Il Santuario di Montevergine invita i visitatori alla riflessione sui veri valori della vita

Siamo a metà dell’autunno ed oltre le sagre con le scampagnate in cerca di gusto e buona cucina, concediamoci un momento di riflessione su di noi e gli altri, sulle persone che ci circondano e sui valori sociali, una istanza di raccoglimento e di sempre utile ricerca interiore, fra i tanti problemi che, quotidianamente, ci avvolgono in una società preda, da anni, di una profonda crisi economica e morale.

Questa ricerca di approfondimento ci porta nell’alto degli aspri monti dell’Irpinia, per raccontare la storia di San Guglielmo eremita e del culto mariano che portò circa mille anni fa alla edificazione di una Chiesa, poi diventata sempre più importante Abbazia, fra le prime sei d’Italia.                                                         

Parliamo della storia del Santuario di Montevergine, un millenario e sempre più celebrato luogo di culto che si erge a poca distanza dall’abitato di Mercogliano nell’alta provincia di Avellino, facente parte dell’ambito territoriale dell’alto Calore, oggi ben raggiungibile con auto e moto, dalla viabilità locale con l’autostrada distante pochi chilometri, ma un tempo solo con faticose ascese a piedi o a cavallo, se non a dorso di mulo.                                                                                                                                   

In questo luogo difficile, ove per l’altitudine ed il clima non sono possibili coltivazioni e fino ad epoca recente, al XIX secolo, non si era insediata una comunità abitata, giunse, dopo il 1.100, un monaco eremita, reduce da mille itinerari svolti fra l’Europa ed il vicino Oriente, in specie da Santiago de Compostela e poi da Gerusalemme, si chiamava Guglielmo e probabilmente era nato nell’odierna Vercelli.
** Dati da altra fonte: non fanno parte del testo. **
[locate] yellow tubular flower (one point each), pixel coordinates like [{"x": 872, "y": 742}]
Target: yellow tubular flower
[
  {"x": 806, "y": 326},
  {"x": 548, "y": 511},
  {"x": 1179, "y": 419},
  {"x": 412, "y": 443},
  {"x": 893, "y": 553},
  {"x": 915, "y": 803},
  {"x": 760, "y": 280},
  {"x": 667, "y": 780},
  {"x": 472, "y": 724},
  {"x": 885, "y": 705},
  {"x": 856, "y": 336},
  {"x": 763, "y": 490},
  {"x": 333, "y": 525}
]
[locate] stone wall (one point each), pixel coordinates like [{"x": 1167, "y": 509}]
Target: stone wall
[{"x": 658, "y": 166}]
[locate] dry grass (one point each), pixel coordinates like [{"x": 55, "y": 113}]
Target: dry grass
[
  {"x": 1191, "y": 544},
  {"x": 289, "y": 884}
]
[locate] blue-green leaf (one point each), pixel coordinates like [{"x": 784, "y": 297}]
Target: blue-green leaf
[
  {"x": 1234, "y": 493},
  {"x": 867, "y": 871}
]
Colui che poi sarà innalzato alla gloria degli altari come San Guglielmo da Vercelli, fondatore del Santuario, anima di un ordine monastico dedito al culto della Madonna pienamente riconosciuto poi anche se solo nel 1879 dalla Chiesa di Roma.                                                 

Il Santo giunge lì per caso, viandante, in quel territorio aspro, inospitale, dove sente però fortissima una vocazione, quasi un ordine divino: “fermati ed opera là”. Si ritira in totale solitudine, dedito alla meditazione trascendente in piena armonia con la natura, la flora e la fauna locale vivendo di poco, un’esistenza difficile in alta quota su una montagna difficile quale l’odierno Monte Partenio spinto da fortissima vocazione. Tanto che si tramanda che: “su quell’alta montagna, a circa 1.3000 metri di quota, nel luogo di una piccola conca creatasi dall’incontro di due opposti declivi del monte, si fece costruire una piccola cella, una costruzione tutta di pietre locali. Ove, per un anno intero, rimase in completa solitudine dedito esclusivamente alla contemplazione del creato ed a contatto solo con gli animali della fauna selvatica”.

All’epoca, lupi, volpi ed anche orsi, all’epoca presenti, e che pur famelici mai insidieranno il monaco durante il suo solitario romitaggio ed anche per questo la sua fama grandemente si diffuse, ben oltre quel territorio, iniziando ad attirare sempre più fedeli e numerosi altri monaci. Finchè, nel 1.126, venne eretta in quel luogo una Chiesa, il primo monastero del Monte Vergine, consacrato al culto della Madonna che nei secoli successivi, dopo la morte del Santo avvenuta nel 1.142, vedrà sempre accresciuta la sua fama, tanto da divenire uno dei luoghi di devozione e pellegrinaggio più importanti del Regno meridionale, consacrato anche come Abbazia. Attualmente, nelle forme costruite nel 1.952 prevedenti notevole dimensione del corpo di fabbrica in una pianta romanica classica.                             

Un luogo da visitare, con rispetto e che offre sensazioni profonde. A presto, per un altro itinerario campano.